Le secteur des finances transfrontalières, fort
heureusement, a survécu à un choc majeur lorsque le très
favorable accord fiscal avec l’Inde a été abrogé. Toute
l’expérience acquise durant plus d’un quart de siècle doit
maintenant être déployée avec intelligence afin que nous
puissions aider les capitaux mondiaux en quête
d’investissements à être acheminés vers des pays
d’Afrique, en quête de capitaux pour assurer leur
développement. Le succès viendra à ceux qui voudront et
sauront prendre les risques de sonder les marchés des
pays africains.
Voilà encore une occasion de rappeler que Maurice fait
partie de la zone de libre-échange intercontinentale
africaine, ce qui crée, d’ailleurs des opportunités à saisir
pour accroitre les activités du port franc, lorsqu’il se sera
équipé substantiellement pour pouvoir concurrencer
d’autres ports de notre région.
La liste de retouches aux secteurs existants serait
incomplète si nous omettions de signaler l’existence,
forcement opaque par définition, de l’économie noire. Et
celle-ci a deux composantes : l’une légale, l’autre illicite.
La version légale est celle qui est constituée des activités
de ces innombrables petits entrepreneurs, allant du
marchand à bicyclette ou à moto au garage de réparations
automobiles, et en passant par les électriciens/techniciens
de toutes sortes , dépanneurs chez les particuliers. Leur
insertion dans la légalité leur serait bénéfique car ils
pourraient, le cas échéant, bénéficier des aides de l’Etat.
Leurs employés seraient reconnus et pourraient alors être
bénéficiaires des fruits de la CSG (Contribution Sociale
Généralisée) à leur retraite. Si les autorités fiscales
exemptent ces contribuables potentiels d’être imposés sur
leurs bénéfices des années passées, et si les avantages du
légalement correct leur sont expliqués, ce sera un apport
non négligeable à la dimension du gâteau national.
La version illicite de l’économie noire est celle qui est
constituée par les échanges entre les fournisseurs/importateurs
de drogues et les consommateurs. Si ce problème relève
davantage de la police judiciaire que de l’économie, il reste que
la Banque de Maurice a probablement des moyens d’estimer
l’étendue du business, en calculant si le volume de la monnaie
en circulation reflète la dimension du gâteau national. Par
ailleurs, le pourcentage du chômage des jeunes est peut-être
faux, dans la mesure où certains d’entre eux sont devenus des
passeurs.
En guise de conclusion
Il y a une caractéristique commune à tous les secteurs
d’activité envisagés pour constituer l’épine dorsale de
l’économie mauricienne durant les prochaines décennies.

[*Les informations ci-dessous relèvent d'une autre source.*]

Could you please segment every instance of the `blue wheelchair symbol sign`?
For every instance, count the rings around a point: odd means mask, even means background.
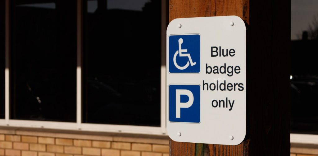
[[[169,120],[200,122],[200,86],[197,85],[169,86]]]
[[[200,40],[199,34],[169,36],[169,73],[200,73]]]

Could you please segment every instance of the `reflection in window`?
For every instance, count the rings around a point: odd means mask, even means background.
[[[76,1],[11,1],[10,118],[75,122]]]
[[[4,118],[4,2],[0,1],[0,119]]]
[[[318,134],[318,1],[291,1],[291,131]]]
[[[86,2],[83,122],[160,126],[161,2]]]

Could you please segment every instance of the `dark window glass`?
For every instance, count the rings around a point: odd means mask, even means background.
[[[160,1],[85,2],[83,122],[160,126]]]
[[[318,1],[292,0],[292,133],[318,134]]]
[[[0,1],[0,118],[4,118],[4,2]]]
[[[76,0],[11,2],[10,118],[75,121]]]

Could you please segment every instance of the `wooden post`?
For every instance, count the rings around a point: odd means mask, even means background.
[[[245,140],[233,146],[170,140],[170,155],[290,155],[290,1],[169,0],[169,21],[236,15],[247,28]]]

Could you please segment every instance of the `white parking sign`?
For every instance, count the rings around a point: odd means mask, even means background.
[[[246,29],[235,16],[167,30],[167,127],[177,141],[236,145],[246,133]]]

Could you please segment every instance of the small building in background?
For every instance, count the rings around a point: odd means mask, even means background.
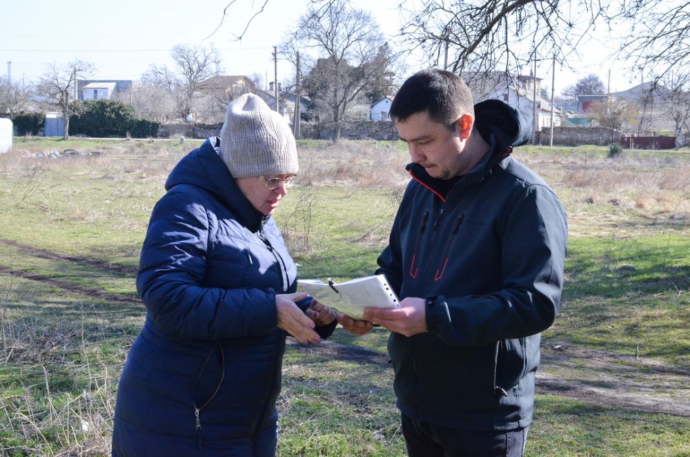
[[[65,135],[65,121],[59,113],[46,113],[43,121],[44,137],[61,137]]]
[[[109,100],[115,93],[117,83],[90,83],[81,90],[81,100]]]
[[[131,79],[79,79],[77,93],[79,100],[109,100],[132,90]]]
[[[14,126],[12,121],[4,117],[0,118],[0,154],[4,154],[12,149],[12,137],[14,135]]]

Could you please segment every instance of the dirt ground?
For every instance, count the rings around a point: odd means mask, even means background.
[[[8,240],[0,240],[0,244],[43,259],[75,262],[132,276],[136,273],[136,269],[129,266],[52,253]],[[97,287],[85,287],[28,271],[0,266],[0,275],[39,281],[108,301],[140,302],[131,295],[110,293]],[[334,359],[361,364],[388,365],[387,355],[366,348],[331,341],[315,347],[304,347],[291,338],[288,340],[288,344],[298,351],[312,351]],[[690,417],[690,372],[687,369],[653,359],[576,347],[568,342],[542,347],[536,387],[538,393]]]

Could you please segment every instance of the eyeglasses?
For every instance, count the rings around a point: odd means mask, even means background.
[[[282,184],[285,184],[286,187],[292,187],[295,184],[295,178],[297,175],[290,175],[285,177],[280,176],[259,176],[259,180],[264,183],[264,186],[267,189],[275,191],[280,187]]]

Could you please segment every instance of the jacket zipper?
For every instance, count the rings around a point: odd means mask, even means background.
[[[464,217],[465,215],[461,213],[457,217],[457,220],[455,221],[455,225],[453,226],[453,228],[451,230],[451,235],[448,237],[446,246],[441,251],[443,253],[443,256],[441,257],[442,264],[436,270],[436,273],[433,277],[434,282],[440,280],[443,277],[443,273],[446,271],[446,266],[448,264],[448,254],[451,251],[451,246],[453,244],[453,240],[455,237],[455,234],[460,229],[460,224],[462,224],[462,220],[464,219]]]
[[[206,360],[204,361],[204,364],[201,366],[201,369],[199,372],[199,374],[197,376],[196,380],[194,382],[194,387],[192,389],[192,396],[194,396],[194,391],[196,390],[197,386],[199,385],[199,381],[201,379],[201,375],[204,374],[204,370],[206,367],[206,364],[208,363],[208,360],[210,360],[211,356],[213,355],[213,353],[215,351],[217,347],[220,349],[220,360],[221,360],[220,380],[218,381],[218,385],[216,386],[216,389],[213,392],[213,395],[212,395],[210,398],[206,400],[206,403],[199,407],[197,406],[197,402],[195,401],[194,402],[194,418],[196,422],[195,426],[195,430],[201,429],[201,418],[199,418],[199,413],[201,413],[201,409],[206,407],[208,405],[208,404],[213,400],[213,399],[215,398],[215,396],[218,394],[218,391],[220,390],[220,387],[223,384],[223,380],[225,379],[225,351],[223,350],[223,347],[219,344],[214,346],[213,349],[211,349],[211,350],[208,351],[208,355],[206,356]]]
[[[417,240],[415,240],[415,248],[412,251],[412,263],[410,265],[410,277],[412,279],[417,279],[417,275],[419,273],[420,267],[417,266],[415,268],[415,262],[417,262],[417,255],[420,253],[420,246],[422,244],[422,235],[424,235],[424,231],[426,229],[426,222],[429,219],[429,211],[424,213],[424,215],[422,217],[422,226],[420,228],[420,235],[417,237]]]

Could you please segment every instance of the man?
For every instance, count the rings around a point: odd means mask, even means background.
[[[399,309],[339,315],[391,331],[402,433],[413,457],[521,456],[540,332],[560,301],[567,228],[558,197],[510,156],[531,123],[464,82],[419,72],[391,106],[412,175],[378,259]]]

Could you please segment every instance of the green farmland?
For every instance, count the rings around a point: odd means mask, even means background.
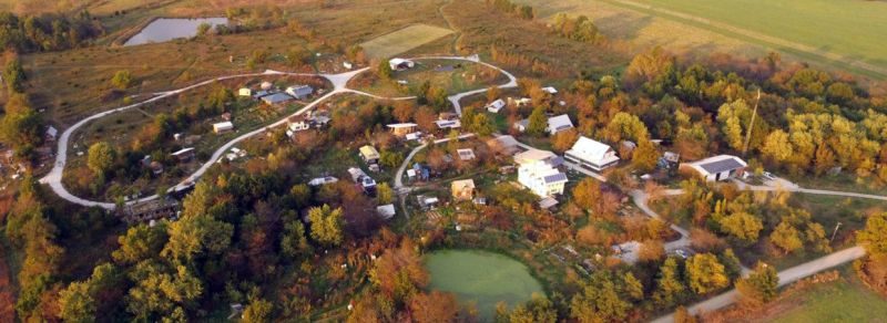
[[[415,24],[360,44],[370,58],[390,58],[452,33],[428,24]]]
[[[887,79],[887,2],[863,0],[523,0],[541,17],[557,12],[587,14],[608,35],[641,40],[670,30],[710,50],[747,53],[747,46],[778,50],[819,65],[832,65],[875,79]],[[619,22],[619,23],[616,23]],[[675,28],[675,23],[682,24]],[[624,25],[624,27],[623,27]],[[630,28],[612,31],[610,29]],[[696,29],[696,30],[691,30]],[[716,33],[712,35],[708,33]],[[726,41],[722,39],[731,39]],[[686,40],[689,39],[689,40]],[[672,42],[660,44],[670,50]],[[697,48],[697,46],[696,46]]]

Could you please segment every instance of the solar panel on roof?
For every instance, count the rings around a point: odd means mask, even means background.
[[[558,174],[554,174],[554,175],[549,175],[549,176],[546,176],[546,178],[543,178],[543,180],[546,181],[546,184],[552,184],[552,183],[558,183],[558,181],[567,181],[567,174],[558,173]]]
[[[740,162],[733,158],[722,159],[717,162],[701,164],[700,167],[710,174],[724,173],[744,167]]]

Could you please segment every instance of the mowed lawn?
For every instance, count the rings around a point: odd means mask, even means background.
[[[846,271],[842,275],[855,275]],[[856,277],[814,286],[784,302],[789,309],[763,322],[887,322],[887,300],[866,289]],[[794,303],[794,304],[792,304]]]
[[[360,46],[364,48],[370,58],[387,59],[450,33],[452,33],[452,31],[446,28],[414,24],[375,38],[360,44]]]

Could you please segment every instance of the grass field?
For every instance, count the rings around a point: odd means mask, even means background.
[[[639,45],[759,56],[777,50],[816,65],[887,79],[887,3],[861,0],[521,0],[542,17],[587,14]]]
[[[353,80],[349,86],[381,96],[407,96],[415,93],[425,81],[445,88],[447,94],[487,88],[508,82],[504,74],[486,65],[449,60],[416,60],[416,67],[395,72],[394,77],[406,81],[407,85],[379,80],[375,73],[364,73]]]
[[[759,322],[887,322],[887,300],[863,285],[849,270],[837,281],[816,285],[781,303],[778,314]]]
[[[414,24],[360,44],[374,59],[387,59],[452,33],[428,24]]]
[[[427,256],[426,267],[431,273],[429,289],[452,292],[462,303],[473,302],[481,322],[492,321],[499,302],[512,308],[533,293],[543,293],[526,265],[497,253],[437,251]]]

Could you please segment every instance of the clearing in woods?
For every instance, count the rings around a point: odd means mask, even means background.
[[[818,65],[887,79],[887,3],[861,0],[520,0],[540,17],[585,14],[604,34],[672,51],[778,50]],[[603,10],[602,10],[603,9]],[[659,35],[669,34],[665,39]],[[635,40],[636,39],[636,40]],[[659,40],[657,40],[659,39]],[[673,41],[677,41],[673,43]],[[690,49],[683,48],[689,45]],[[751,52],[748,52],[751,50]]]
[[[425,43],[452,33],[451,30],[428,24],[414,24],[405,29],[387,33],[360,46],[373,59],[387,59],[418,48]]]

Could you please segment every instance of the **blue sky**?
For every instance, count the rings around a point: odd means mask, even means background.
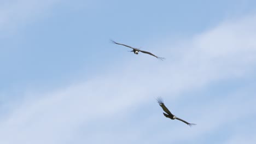
[[[255,143],[255,10],[249,0],[1,1],[0,143]],[[197,125],[165,118],[159,96]]]

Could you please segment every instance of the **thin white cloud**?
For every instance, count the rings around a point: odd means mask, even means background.
[[[253,70],[256,66],[256,57],[253,56],[256,55],[256,41],[253,40],[256,39],[255,24],[254,16],[224,22],[191,40],[184,40],[184,44],[176,46],[177,49],[171,50],[168,47],[172,45],[168,45],[162,50],[167,58],[165,61],[156,61],[151,57],[148,57],[149,61],[140,61],[139,63],[129,61],[123,65],[125,66],[112,68],[106,74],[84,82],[48,94],[30,94],[28,97],[34,98],[25,99],[21,106],[0,122],[0,143],[72,141],[79,127],[97,125],[94,123],[96,119],[114,119],[115,115],[128,113],[131,107],[144,104],[145,101],[154,100],[154,98],[159,95],[168,94],[169,99],[182,99],[178,97],[179,93],[203,88],[213,82],[253,76]],[[169,58],[176,54],[177,56]],[[227,106],[222,103],[199,105],[199,107],[203,106],[203,110],[197,109],[197,114],[201,116],[207,112],[205,110],[210,110],[221,117],[225,116],[226,112],[231,117],[217,119],[214,124],[208,127],[200,119],[210,121],[208,115],[192,119],[197,120],[201,125],[192,129],[195,133],[188,135],[189,139],[237,118],[234,113],[227,111],[236,108],[230,106],[232,102],[240,106],[246,106],[244,103],[249,101],[248,106],[255,103],[255,99],[249,98],[240,104],[240,97],[236,97]],[[227,97],[225,101],[231,97]],[[222,110],[216,109],[216,105],[225,110],[218,113]],[[242,110],[247,109],[244,107]],[[255,110],[251,112],[255,113]],[[245,113],[243,116],[249,114]],[[179,131],[183,134],[184,130]],[[115,141],[116,136],[102,131],[103,135],[107,136],[108,141]],[[176,140],[179,141],[181,135],[176,136]]]

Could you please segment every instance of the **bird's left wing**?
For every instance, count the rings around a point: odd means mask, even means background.
[[[158,97],[156,98],[156,100],[158,101],[158,104],[159,104],[159,105],[162,107],[162,110],[166,112],[168,115],[170,116],[173,116],[173,115],[172,114],[172,113],[168,110],[168,109],[165,106],[165,104],[164,104],[164,102],[162,101],[162,99],[161,97]]]
[[[185,121],[184,121],[183,119],[181,119],[181,118],[179,118],[178,117],[176,117],[176,119],[178,119],[178,120],[179,120],[185,123],[186,123],[187,124],[188,124],[188,125],[189,125],[190,127],[191,127],[192,125],[196,125],[196,124],[194,124],[194,123],[188,123]]]
[[[114,40],[110,40],[110,41],[112,41],[114,44],[115,44],[120,45],[123,45],[123,46],[125,46],[130,47],[130,48],[132,49],[136,49],[136,48],[132,47],[131,47],[131,46],[129,46],[129,45],[125,45],[125,44],[122,44],[118,43],[117,43],[117,42],[115,42],[115,41],[114,41]]]
[[[165,58],[164,58],[164,57],[158,57],[156,56],[156,55],[153,54],[151,52],[149,52],[148,51],[142,51],[142,50],[139,50],[139,51],[141,51],[141,52],[143,52],[143,53],[147,53],[147,54],[148,54],[148,55],[150,55],[152,56],[154,56],[154,57],[155,57],[156,58],[159,59],[161,59],[161,60],[164,60],[165,59]]]

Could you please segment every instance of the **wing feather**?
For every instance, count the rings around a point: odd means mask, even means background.
[[[152,56],[154,56],[154,57],[155,57],[156,58],[159,59],[161,59],[162,61],[163,61],[164,59],[165,59],[165,58],[164,58],[164,57],[158,57],[156,56],[156,55],[153,54],[151,52],[149,52],[148,51],[142,51],[142,50],[139,50],[139,51],[141,51],[141,52],[143,52],[143,53],[147,53],[147,54],[148,54],[148,55],[150,55]]]
[[[137,49],[136,48],[132,47],[131,47],[130,46],[129,46],[129,45],[127,45],[122,44],[120,44],[120,43],[117,43],[117,42],[115,42],[115,41],[114,41],[114,40],[110,40],[110,41],[112,41],[114,44],[115,44],[123,45],[123,46],[130,47],[130,48],[132,49]]]
[[[169,115],[170,116],[173,116],[173,115],[172,114],[172,113],[168,110],[168,109],[165,106],[165,104],[164,104],[164,101],[161,97],[158,97],[156,99],[156,100],[158,101],[158,103],[159,104],[159,105],[162,107],[162,110],[166,112],[168,115]]]
[[[196,124],[194,124],[194,123],[188,123],[185,121],[184,121],[183,119],[181,119],[181,118],[179,118],[178,117],[176,117],[176,119],[179,120],[179,121],[181,121],[184,123],[185,123],[185,124],[188,124],[188,125],[189,125],[190,127],[191,127],[192,125],[196,125]]]

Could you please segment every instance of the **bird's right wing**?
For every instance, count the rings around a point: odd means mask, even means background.
[[[161,97],[158,97],[156,98],[156,100],[158,101],[158,104],[159,105],[162,107],[162,110],[166,112],[168,115],[170,116],[173,116],[173,115],[168,110],[168,109],[165,106],[165,104],[164,104],[164,101]]]
[[[186,123],[187,124],[188,124],[188,125],[189,125],[189,127],[191,127],[192,125],[196,125],[196,124],[194,124],[194,123],[188,123],[185,121],[184,121],[183,119],[181,119],[181,118],[179,118],[178,117],[176,117],[176,119],[179,120],[179,121],[181,121],[185,123]]]
[[[117,42],[115,42],[115,41],[114,41],[114,40],[110,40],[110,41],[112,41],[114,44],[115,44],[120,45],[123,45],[123,46],[125,46],[130,47],[130,48],[132,49],[136,49],[136,48],[132,47],[131,47],[131,46],[129,46],[129,45],[125,45],[125,44],[122,44],[118,43],[117,43]]]
[[[165,59],[165,58],[164,57],[158,57],[156,56],[156,55],[153,54],[151,52],[149,52],[148,51],[142,51],[142,50],[139,50],[139,51],[141,51],[141,52],[143,52],[143,53],[147,53],[147,54],[148,54],[148,55],[150,55],[152,56],[154,56],[154,57],[155,57],[156,58],[159,59],[161,59],[162,61],[163,61],[164,59]]]

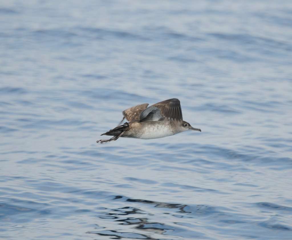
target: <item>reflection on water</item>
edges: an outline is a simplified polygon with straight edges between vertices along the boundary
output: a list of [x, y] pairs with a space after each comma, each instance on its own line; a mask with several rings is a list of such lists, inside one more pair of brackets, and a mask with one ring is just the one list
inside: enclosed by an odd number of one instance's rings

De par leur nature même, ils comportent tous des
transactions répétitives à longueur de journées, de mois
et d’années. Cela s’applique au tourisme et au secteur
manufacturier. Il en est de même pour l’agriculture, les
transactions financières, les services technologiques et le
port franc, ainsi que pour l’économie noire.
Mais il y a une exception à cette caractéristique commune
et elle doit être mise en évidence, vu la récente montée
en puissance de ce secteur d’activité. Il s’agit du secteur
désigné dans la composition du PIB sous le vocable : real
estate, renting and business transactions. Il contribue, en
moyenne, à 5 ou 6% du PIB. Son dynamisme provient de la
politique d’ouverture que prône Maurice à l’égard des
étrangers riches, souvent en fin de carrière ou à la retraite,
dont les apports en capitaux pour l’achat d’un
appartement sont évidemment bienvenus. Il faut,
toutefois, rappeler que ces apports de capitaux sont de
nature unique et non répétitive.
Autant conclure que, si la contribution de ce secteur est
bienvenue, elle ne nous dispense guère de suivre les
diverses voies indiquées tout au long de cet article pour
des retouches aux secteurs existants, et surtout pour une
redynamisation de l’agriculture et une exploitation
intelligente de nos ressources maritimes.
Ne prenons pas le risque de nous contenter de solutions
de facilité et non durable.
Il n’y a pas de temps à perdre. Mettons-nous au travail,
comme nos ainés l’avaient fait dans les années ’80.